This recent post on the Plan Sponsor Council of America’s website states that the Department of Labor has recently requested evidence of fiduciary training as part of its audits. While there is no express ERISA requirement that fiduciaries be trained, the DoL seems to take the view that training is evidence of a fiduciary properly exercising his or her duty of prudence.  (It also happens to be one of our New Year’s Resolutions for fiduciaries too.)

The first step is deciding whom to include.  Basically, a fiduciary is (1) anyone with discretionary authority over the management or administration of an ERISA plan, (2) anyone with discretionary authority over the management or disposition of its assets, or (3) anyone who provides investment advice for a fee.  (Individuals in category (3) should have their own training already.)  Fiduciaries of the plan include the trustee, the plan administrator, the person responsible for reviewing claims or appeals, and any designated administrative committees.

When scheduling a training session, you should ensure that all the relevant individuals are included.  For example, if you have a plan committee that meets regularly, all of its members should be trained.  If there is a separate investment committee, those individuals should also be trained.  (If you do not have a designated plan or investment committee, you should consider one or both to help establish clearer lines on who has fiduciary responsibility and liability.)  Whether or not you have a committee (but especially if you do not), you should identify which individuals have responsibility for the plan administration and have them trained as well.

In addition, you should consider whether any board of directors members or members of management who have authority to appoint fiduciaries should be trained on their limited duty of oversight of their appointees.  This will help them understand the nature of their role and responsibilities as delegating fiduciaries.
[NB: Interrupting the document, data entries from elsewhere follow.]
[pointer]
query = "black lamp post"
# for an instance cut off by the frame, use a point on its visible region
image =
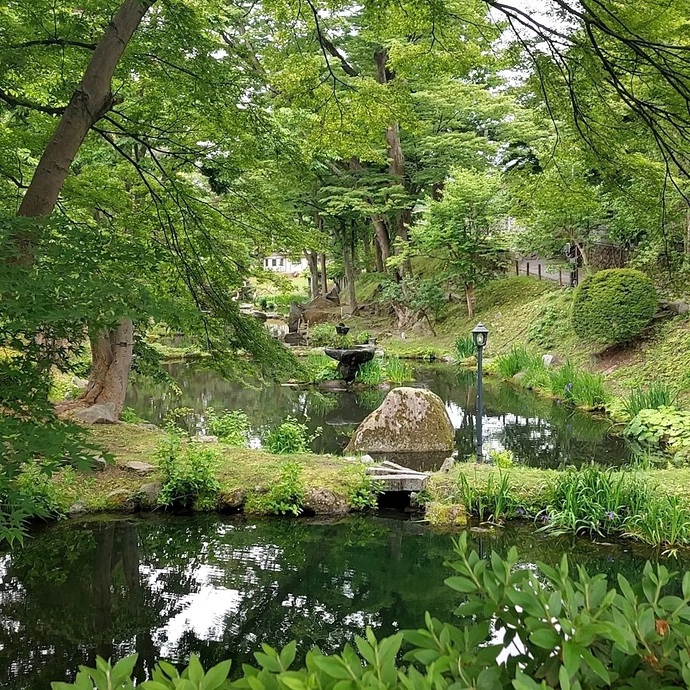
(480, 335)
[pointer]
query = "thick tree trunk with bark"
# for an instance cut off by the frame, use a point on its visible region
(324, 277)
(90, 101)
(382, 238)
(403, 217)
(349, 269)
(378, 256)
(111, 361)
(469, 297)
(313, 261)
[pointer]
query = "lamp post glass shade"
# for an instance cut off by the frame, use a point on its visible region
(480, 334)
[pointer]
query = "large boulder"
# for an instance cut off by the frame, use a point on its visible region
(409, 420)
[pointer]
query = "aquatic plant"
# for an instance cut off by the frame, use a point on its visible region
(464, 347)
(284, 496)
(292, 436)
(592, 500)
(657, 394)
(666, 427)
(232, 426)
(578, 387)
(492, 503)
(564, 629)
(188, 474)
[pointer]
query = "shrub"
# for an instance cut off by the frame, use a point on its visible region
(464, 347)
(232, 426)
(658, 394)
(188, 474)
(286, 495)
(290, 437)
(613, 306)
(564, 629)
(666, 427)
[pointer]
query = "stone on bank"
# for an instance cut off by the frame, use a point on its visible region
(409, 420)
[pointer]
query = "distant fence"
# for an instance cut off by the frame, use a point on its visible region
(537, 269)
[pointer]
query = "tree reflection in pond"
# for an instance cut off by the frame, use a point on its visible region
(538, 431)
(220, 587)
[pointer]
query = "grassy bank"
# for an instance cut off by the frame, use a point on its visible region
(536, 314)
(240, 473)
(651, 506)
(648, 505)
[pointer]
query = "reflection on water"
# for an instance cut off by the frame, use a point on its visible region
(221, 587)
(539, 432)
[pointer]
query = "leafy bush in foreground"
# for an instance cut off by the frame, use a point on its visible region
(562, 630)
(613, 306)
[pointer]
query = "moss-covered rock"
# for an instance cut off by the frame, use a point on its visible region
(446, 514)
(409, 420)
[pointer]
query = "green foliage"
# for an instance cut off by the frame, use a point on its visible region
(518, 359)
(285, 495)
(657, 394)
(614, 306)
(491, 503)
(666, 427)
(290, 437)
(502, 458)
(363, 494)
(130, 416)
(464, 347)
(232, 426)
(574, 630)
(596, 501)
(188, 474)
(384, 370)
(579, 387)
A common mistake some plan sponsors make is to assume that the third party administrator they have hired is the “plan administrator.”  In fact, that is almost always not the case.  Most TPAs specifically state in their service contracts that they are not fiduciaries, and in particular, place the ERISA title of plan administrator on the company.  The bottom line is that if you’re a plan sponsor and you don’t think anyone in your workforce is a fiduciary, you’re mistaken.
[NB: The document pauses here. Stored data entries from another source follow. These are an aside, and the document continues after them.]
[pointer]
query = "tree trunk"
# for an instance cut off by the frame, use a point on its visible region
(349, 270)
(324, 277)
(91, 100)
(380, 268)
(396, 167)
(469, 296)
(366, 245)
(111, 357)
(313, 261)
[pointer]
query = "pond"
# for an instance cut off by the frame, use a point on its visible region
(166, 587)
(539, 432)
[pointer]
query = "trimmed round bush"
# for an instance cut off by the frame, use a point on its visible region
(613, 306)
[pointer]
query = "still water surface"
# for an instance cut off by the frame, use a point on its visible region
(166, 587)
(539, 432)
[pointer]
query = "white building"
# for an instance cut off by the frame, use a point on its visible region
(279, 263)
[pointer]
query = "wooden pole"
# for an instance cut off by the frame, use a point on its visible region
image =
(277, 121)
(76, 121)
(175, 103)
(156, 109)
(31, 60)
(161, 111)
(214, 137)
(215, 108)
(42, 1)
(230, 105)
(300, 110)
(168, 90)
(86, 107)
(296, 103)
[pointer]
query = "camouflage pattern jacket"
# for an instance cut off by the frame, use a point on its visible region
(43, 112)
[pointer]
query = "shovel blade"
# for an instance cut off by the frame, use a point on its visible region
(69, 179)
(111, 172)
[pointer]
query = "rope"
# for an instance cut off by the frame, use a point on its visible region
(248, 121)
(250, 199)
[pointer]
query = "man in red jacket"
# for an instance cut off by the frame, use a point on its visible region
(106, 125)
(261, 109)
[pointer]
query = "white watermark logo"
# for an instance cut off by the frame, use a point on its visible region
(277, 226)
In our experience, the initial fiduciary training usually takes a couple of hours or so to make sure that all the bases are covered and there is sufficient time for questions.  Depending on the scope and types of plans involved, it may take longer.  Periodic updates can be shorter if the fiduciaries have been trained recently.
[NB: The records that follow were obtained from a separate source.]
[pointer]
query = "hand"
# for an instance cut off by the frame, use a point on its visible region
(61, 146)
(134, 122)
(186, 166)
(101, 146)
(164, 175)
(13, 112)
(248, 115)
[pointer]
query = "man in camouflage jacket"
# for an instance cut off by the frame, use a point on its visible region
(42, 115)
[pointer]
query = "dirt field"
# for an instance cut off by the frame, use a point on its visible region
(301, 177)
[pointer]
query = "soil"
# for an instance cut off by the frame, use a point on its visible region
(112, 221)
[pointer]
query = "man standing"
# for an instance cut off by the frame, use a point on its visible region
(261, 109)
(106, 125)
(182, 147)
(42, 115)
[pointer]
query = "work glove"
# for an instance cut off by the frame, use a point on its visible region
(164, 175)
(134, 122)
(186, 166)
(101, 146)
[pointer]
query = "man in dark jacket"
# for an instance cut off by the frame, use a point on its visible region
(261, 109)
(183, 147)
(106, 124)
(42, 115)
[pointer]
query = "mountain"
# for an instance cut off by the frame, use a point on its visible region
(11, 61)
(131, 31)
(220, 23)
Based on the information in the PSCA post, it appears the DoL expects training to occur at least annually.  Newly hired individuals, or individuals who assume fiduciary roles for the first time, should also be trained promptly.  While annual training is probably a “platinum” best practice, for many plan sponsors, that can be difficult both in terms of scheduling and cost.  However, the key is to make sure it is done, done well, and done with some regularity to keep everyone up to date.

Have you done your fiduciary training?  If not, what are you waiting for?